La justice américaine a donné raison à Meta dans l’affaire antitrust intentée par la FTC. Le juge James Boasberg a conclu que l’agence n’avait pas démontré que Meta détenait un monopole sur le marché des médias sociaux. Dans sa décision rendue mardi, le juge a affirmé que « la Cour conclut finalement que l’agence n’a pas assumé sa charge : Meta ne détient aucun monopole sur le marché concerné ».

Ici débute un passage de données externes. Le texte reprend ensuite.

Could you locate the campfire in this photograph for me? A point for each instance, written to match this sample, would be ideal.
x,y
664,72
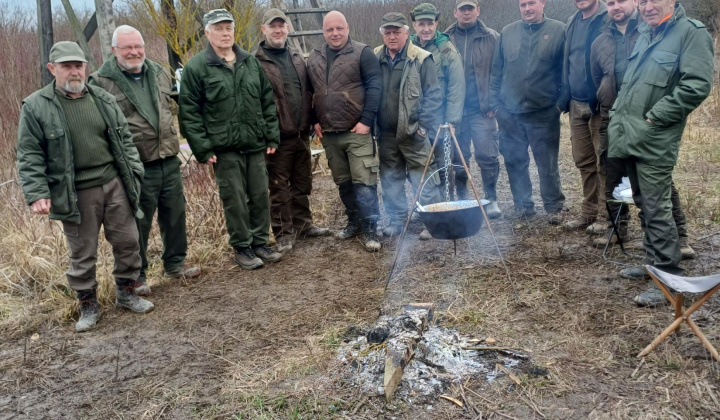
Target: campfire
x,y
409,358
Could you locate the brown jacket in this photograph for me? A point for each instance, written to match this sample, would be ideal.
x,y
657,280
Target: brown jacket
x,y
152,142
339,97
288,127
482,55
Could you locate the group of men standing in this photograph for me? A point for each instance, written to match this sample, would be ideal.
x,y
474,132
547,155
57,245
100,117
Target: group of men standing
x,y
105,153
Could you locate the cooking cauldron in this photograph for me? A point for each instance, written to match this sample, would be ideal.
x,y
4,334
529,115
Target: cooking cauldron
x,y
453,219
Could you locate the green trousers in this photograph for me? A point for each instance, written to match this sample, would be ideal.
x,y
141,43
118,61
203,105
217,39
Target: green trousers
x,y
242,180
162,190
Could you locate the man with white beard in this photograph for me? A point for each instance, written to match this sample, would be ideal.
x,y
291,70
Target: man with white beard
x,y
142,90
78,164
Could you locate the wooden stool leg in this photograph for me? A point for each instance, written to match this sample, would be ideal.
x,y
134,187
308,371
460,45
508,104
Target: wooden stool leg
x,y
678,310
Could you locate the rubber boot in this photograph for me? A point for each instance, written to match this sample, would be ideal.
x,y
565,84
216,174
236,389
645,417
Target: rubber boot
x,y
89,310
372,244
125,297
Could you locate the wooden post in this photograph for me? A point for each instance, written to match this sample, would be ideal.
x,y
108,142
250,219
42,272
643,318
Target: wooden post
x,y
45,38
79,36
106,26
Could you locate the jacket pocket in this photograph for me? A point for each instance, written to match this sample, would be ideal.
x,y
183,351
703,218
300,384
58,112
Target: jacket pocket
x,y
663,66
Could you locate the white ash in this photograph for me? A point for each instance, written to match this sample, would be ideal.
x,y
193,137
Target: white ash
x,y
439,360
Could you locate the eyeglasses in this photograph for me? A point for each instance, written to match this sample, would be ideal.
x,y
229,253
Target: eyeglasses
x,y
132,47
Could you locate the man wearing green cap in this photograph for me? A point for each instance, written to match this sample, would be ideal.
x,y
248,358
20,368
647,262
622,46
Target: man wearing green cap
x,y
142,90
228,115
448,63
524,89
78,164
408,119
476,44
289,168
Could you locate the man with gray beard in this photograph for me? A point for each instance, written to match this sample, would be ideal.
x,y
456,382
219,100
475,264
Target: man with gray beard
x,y
78,164
142,90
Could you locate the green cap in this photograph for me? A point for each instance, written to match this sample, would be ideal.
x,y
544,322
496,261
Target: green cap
x,y
425,11
273,14
66,51
217,15
461,3
395,19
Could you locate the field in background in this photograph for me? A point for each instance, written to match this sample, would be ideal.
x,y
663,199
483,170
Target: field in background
x,y
264,347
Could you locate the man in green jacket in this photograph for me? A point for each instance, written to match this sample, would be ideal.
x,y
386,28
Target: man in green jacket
x,y
77,163
669,74
524,88
408,118
476,44
142,90
289,169
228,115
451,76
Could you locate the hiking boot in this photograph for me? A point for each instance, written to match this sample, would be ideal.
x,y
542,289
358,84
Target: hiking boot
x,y
125,297
651,298
351,229
314,232
555,218
89,310
577,223
372,244
392,230
598,228
141,288
284,244
686,250
492,210
183,272
246,258
634,273
266,253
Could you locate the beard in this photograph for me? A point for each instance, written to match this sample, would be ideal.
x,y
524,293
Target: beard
x,y
74,86
129,67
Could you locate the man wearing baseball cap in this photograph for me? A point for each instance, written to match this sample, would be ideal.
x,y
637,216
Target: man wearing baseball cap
x,y
289,168
451,75
78,164
476,44
407,121
228,116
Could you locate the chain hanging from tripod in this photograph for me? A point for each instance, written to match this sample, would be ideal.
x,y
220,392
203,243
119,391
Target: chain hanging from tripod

La FTC avait accusé Meta d’avoir éliminé la concurrence en acquérant Instagram pour 1 milliard de dollars en 2012 et WhatsApp pour 19 milliards de dollars en 2014, consolidant ainsi son pouvoir sur le marché des réseaux sociaux. L’agence soutenait que ces acquisitions avaient permis à Meta de contrôler de manière excessive le paysage numérique.
Meta a salué la décision, soulignant qu’elle faisait face à une concurrence intense. Dans un communiqué, l’entreprise a déclaré :
« Nos produits sont bénéfiques pour les personnes et les entreprises et illustrent l’innovation et la croissance économique américaines. Nous sommes impatients de continuer à collaborer avec l’administration et d’investir en Amérique. »
Porte-parole de Meta
Le procès, qui s’est tenu en avril, a vu le PDG de Meta, Mark Zuckerberg, et l’ancienne directrice des opérations, Sheryl Sandberg, témoigner. Ils ont affirmé que des plateformes comme TikTok et YouTube avaient profondément modifié le paysage des médias sociaux, remettant en question l’idée d’un monopole de Meta. Le juge Boasberg a d’ailleurs noté que la FTC avait approuvé les acquisitions d’Instagram et de WhatsApp en 2012 et 2014, ce qui a affaibli l’argument de l’agence.
La décision intervient alors que le ministère de la Justice américain a récemment remporté deux procès antitrust contre Google, l’un concernant un monopole présumé dans la recherche en ligne et l’autre dans la technologie publicitaire. Cependant, un autre juge a refusé de forcer Google à abandonner son navigateur Chrome, malgré les demandes du ministère de la Justice.
Rebecca Haw Allensworth, professeure de droit antitrust à la Vanderbilt Law School, estime que cette décision pourrait marquer un tournant.
« Je pense que cela va influencer la probabilité que davantage de cas comme celui-ci soient intentés. »
Rebecca Haw Allensworth, professeure de droit antitrust à la Vanderbilt Law School
Elle nuance toutefois en précisant qu’il ne s’agit pas d’un échec complet des efforts gouvernementaux pour lutter contre les pratiques anticoncurrentielles :
« C’est un sac mélangé. »
Rebecca Haw Allensworth, professeure de droit antitrust à la Vanderbilt Law School
Laura Phillips-Sawyer, professeure à la faculté de droit de l’Université de Géorgie, souligne la difficulté de cette affaire, compte tenu de l’évolution rapide du marché des réseaux sociaux. Elle a cependant noté que le procès a révélé des déclarations de Mark Zuckerberg suggérant une volonté d’étouffer les menaces potentielles à la domination de Facebook.
Parallèlement à cette bataille juridique, Mark Zuckerberg a été convoqué à témoigner dans un procès historique portant sur l’impact des médias sociaux sur les jeunes. La juge Carolyn Kuhl de la Cour supérieure du comté de Los Angeles a rejeté la demande de Meta de ne pas exiger sa présence physique en janvier. Adam Mosseri, le directeur d’Instagram, devra également témoigner dans cette affaire, qui accuse Meta et d’autres entreprises de médias sociaux de rendre leurs applications addictives, en étant conscientes des risques pour la santé mentale des jeunes.